Prof Macrae says it is the responsibility of hospital administrators to identify any funding opportunities for extra services and match resources to the increased demand for services.

A study by Dr Jane Young, Executive Director of the Surgical Outcomes Research Centre at the University of Sydney, and colleagues, on behalf of the Cancer Council NSW shows hospital administrators can also aid uptake of the current guidelines for colorectal cancer treatment and care.

“Our findings show that, on average, 78 per cent of relevant guidelines were followed for individual patients,” says Dr Young.

“Hospital caseload influenced the use of some guidelines, highlighting the importance of institutional factors.

“The considerable variation found in the application of the National Health and Medical Research Council’s guidelines for colorectal cancer implies that better strategies are needed to ensure greater compliance.”

In a separate study published in the MJA, Dr Charlie Viiala, a gastroenterologist from Fremantle Hospital, and colleagues, f ound that waiting times for patients having semi-urgent and routine colonoscopies in public hospitals were longer than clinically desirable, but waiting times for urgent colonoscopies were well within the recommended timeframe.

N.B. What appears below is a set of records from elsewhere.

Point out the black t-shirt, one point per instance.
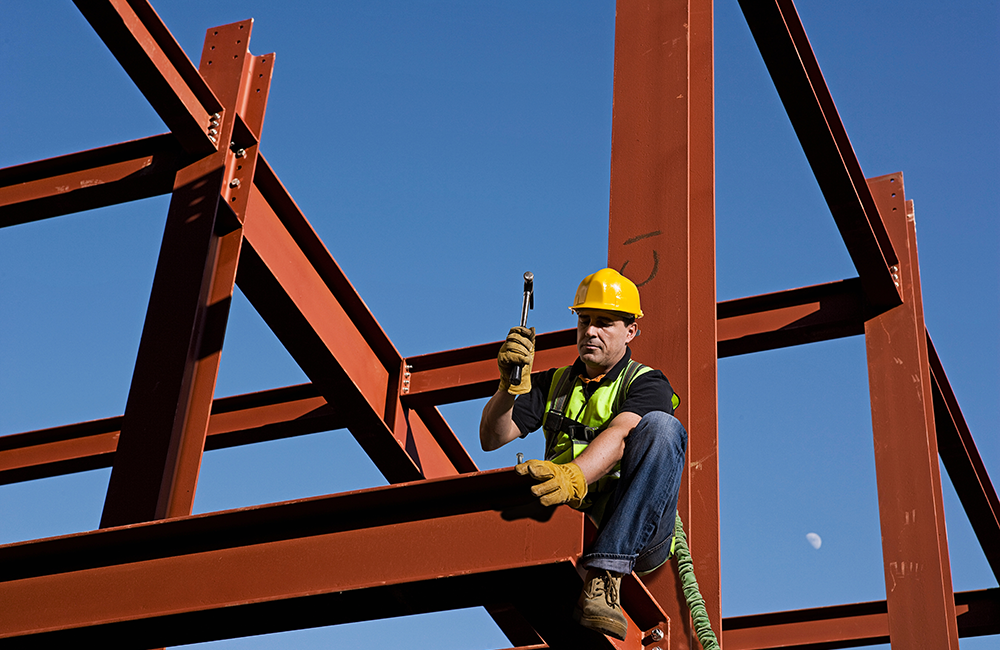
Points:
(649, 392)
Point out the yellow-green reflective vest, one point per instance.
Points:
(572, 421)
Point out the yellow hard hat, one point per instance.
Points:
(609, 290)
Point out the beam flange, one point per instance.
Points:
(212, 576)
(89, 179)
(797, 77)
(158, 66)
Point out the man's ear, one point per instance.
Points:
(633, 330)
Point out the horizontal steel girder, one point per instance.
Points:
(90, 179)
(158, 66)
(432, 545)
(848, 626)
(745, 325)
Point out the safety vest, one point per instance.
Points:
(572, 421)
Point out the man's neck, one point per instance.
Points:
(597, 371)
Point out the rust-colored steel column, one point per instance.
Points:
(914, 541)
(662, 236)
(159, 453)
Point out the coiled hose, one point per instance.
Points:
(685, 570)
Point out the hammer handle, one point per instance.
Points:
(529, 280)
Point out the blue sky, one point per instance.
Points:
(440, 148)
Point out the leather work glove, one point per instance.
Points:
(517, 350)
(562, 483)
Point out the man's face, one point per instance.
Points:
(601, 337)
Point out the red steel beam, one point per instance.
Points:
(159, 452)
(662, 236)
(150, 55)
(964, 465)
(786, 51)
(431, 545)
(238, 420)
(90, 179)
(745, 325)
(914, 541)
(381, 552)
(297, 287)
(848, 626)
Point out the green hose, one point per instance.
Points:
(685, 570)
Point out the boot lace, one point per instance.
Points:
(610, 589)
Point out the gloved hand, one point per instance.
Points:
(517, 350)
(563, 483)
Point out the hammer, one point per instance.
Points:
(528, 302)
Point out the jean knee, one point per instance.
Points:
(661, 428)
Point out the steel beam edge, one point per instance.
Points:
(430, 436)
(792, 64)
(156, 63)
(746, 325)
(86, 180)
(254, 563)
(848, 626)
(964, 465)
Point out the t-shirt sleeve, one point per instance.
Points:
(649, 392)
(529, 409)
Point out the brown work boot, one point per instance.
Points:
(598, 607)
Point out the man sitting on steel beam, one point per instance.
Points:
(612, 445)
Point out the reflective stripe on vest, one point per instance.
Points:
(572, 420)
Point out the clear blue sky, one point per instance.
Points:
(440, 148)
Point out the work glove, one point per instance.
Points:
(517, 350)
(562, 483)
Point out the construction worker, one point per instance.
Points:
(612, 445)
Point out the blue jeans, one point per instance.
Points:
(638, 523)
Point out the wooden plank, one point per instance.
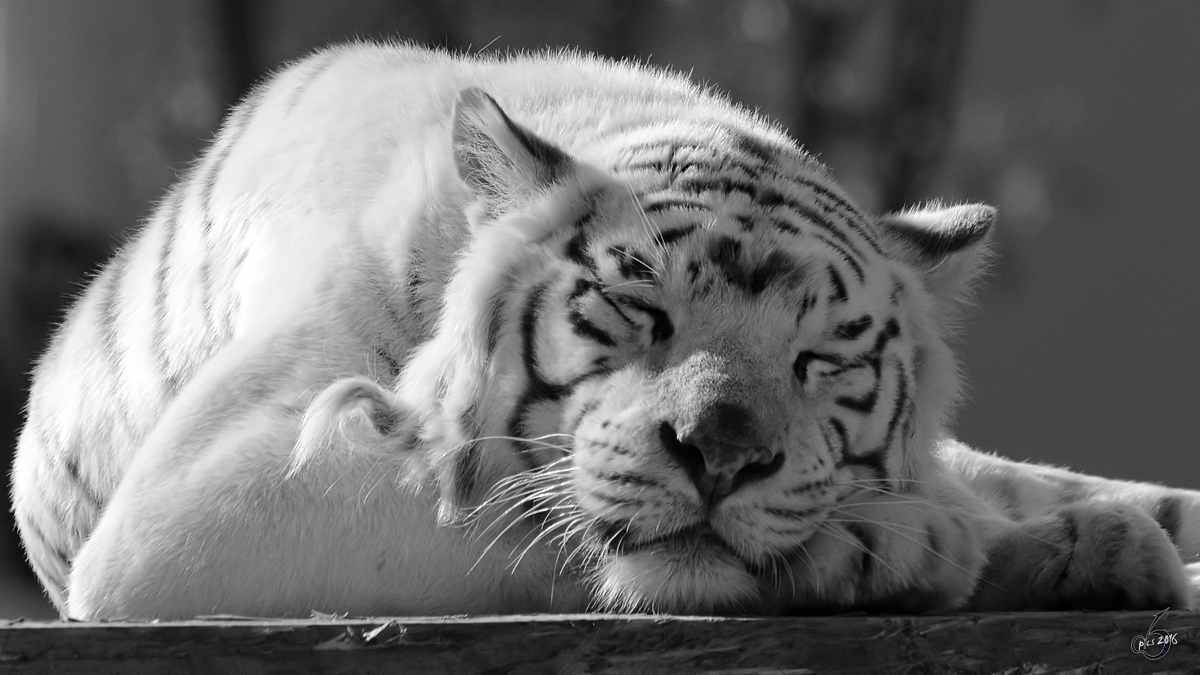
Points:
(577, 644)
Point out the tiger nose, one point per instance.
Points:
(717, 460)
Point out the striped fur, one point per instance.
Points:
(604, 341)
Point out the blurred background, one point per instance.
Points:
(1080, 119)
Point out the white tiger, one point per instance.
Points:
(436, 334)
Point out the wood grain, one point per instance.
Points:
(1000, 643)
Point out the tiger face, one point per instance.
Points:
(703, 370)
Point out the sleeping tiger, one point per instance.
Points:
(437, 334)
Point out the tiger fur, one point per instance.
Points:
(604, 341)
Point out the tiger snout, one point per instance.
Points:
(721, 453)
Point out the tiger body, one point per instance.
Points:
(605, 341)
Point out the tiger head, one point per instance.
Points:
(677, 351)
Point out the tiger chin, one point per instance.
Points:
(437, 334)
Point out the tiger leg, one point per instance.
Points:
(1089, 555)
(208, 518)
(1080, 541)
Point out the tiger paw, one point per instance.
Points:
(355, 414)
(1098, 555)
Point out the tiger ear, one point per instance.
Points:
(499, 159)
(947, 245)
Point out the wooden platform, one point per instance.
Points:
(1030, 643)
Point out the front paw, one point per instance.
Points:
(1098, 555)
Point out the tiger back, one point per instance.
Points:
(432, 334)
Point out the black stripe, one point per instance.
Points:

Dr Viiala suggests reduced waiting times could be achieved by increasing the capacity and productivity of endoscopic units or by ensuring the appropriateness of procedures, for example by stricter adherence to guidelines for surveillance colonoscopies.

“The recognition of risk factors for a diagnosis of cancer, including age over 65 years and certain blood-loss indications, could ensure that most patients with cancer are diagnosed within a three month waiting period,” says Dr Viiala.

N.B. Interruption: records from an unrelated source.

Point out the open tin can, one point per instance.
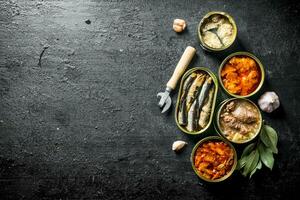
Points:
(245, 55)
(238, 121)
(214, 32)
(180, 92)
(199, 168)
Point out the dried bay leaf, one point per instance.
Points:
(251, 162)
(269, 137)
(266, 155)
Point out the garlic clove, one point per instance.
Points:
(178, 145)
(269, 102)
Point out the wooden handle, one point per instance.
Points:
(185, 59)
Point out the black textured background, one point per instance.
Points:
(78, 109)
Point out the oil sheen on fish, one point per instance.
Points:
(192, 122)
(182, 113)
(194, 90)
(206, 109)
(204, 91)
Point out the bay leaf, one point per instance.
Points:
(248, 149)
(258, 166)
(269, 137)
(242, 161)
(266, 155)
(251, 162)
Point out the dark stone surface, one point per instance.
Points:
(78, 101)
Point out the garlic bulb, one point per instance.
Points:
(269, 102)
(178, 145)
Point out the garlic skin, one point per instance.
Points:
(178, 145)
(269, 102)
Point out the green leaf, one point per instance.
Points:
(258, 166)
(266, 155)
(253, 172)
(251, 162)
(248, 149)
(269, 137)
(242, 161)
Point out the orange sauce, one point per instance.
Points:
(241, 75)
(214, 159)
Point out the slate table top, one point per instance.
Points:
(78, 109)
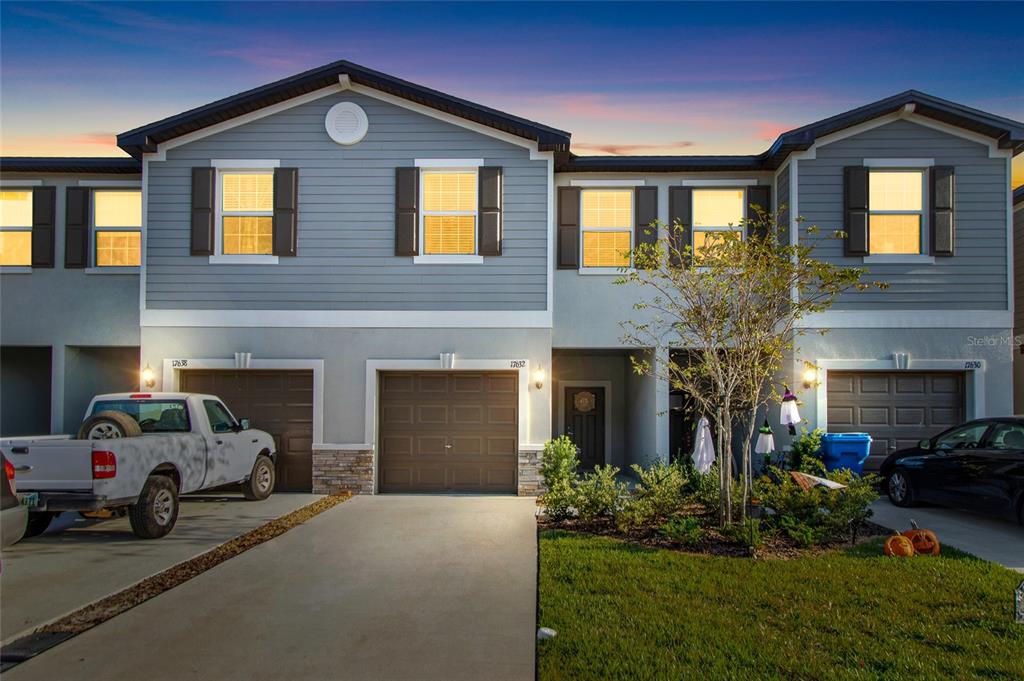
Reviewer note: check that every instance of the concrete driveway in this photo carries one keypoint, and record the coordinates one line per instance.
(387, 587)
(78, 561)
(992, 539)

Associate Professor Cameron Platell of the School of Surgery and Pathology at the University of Western Australia, and colleagues, conducted a study into survival rates of colorectal cancer patients in public versus private hospitals.

They found patients receiving treatment in a private hospital had improved survival outcomes compared with those treated in public hospitals.

“If these observed improvements are a result of superior treatment, and not just patient selection, then they raise serious concerns regarding equity and access to treatment,” says Assoc Prof Platell.

“The reasons for these improved survival outcomes in private hospitals need to be further elucidated.”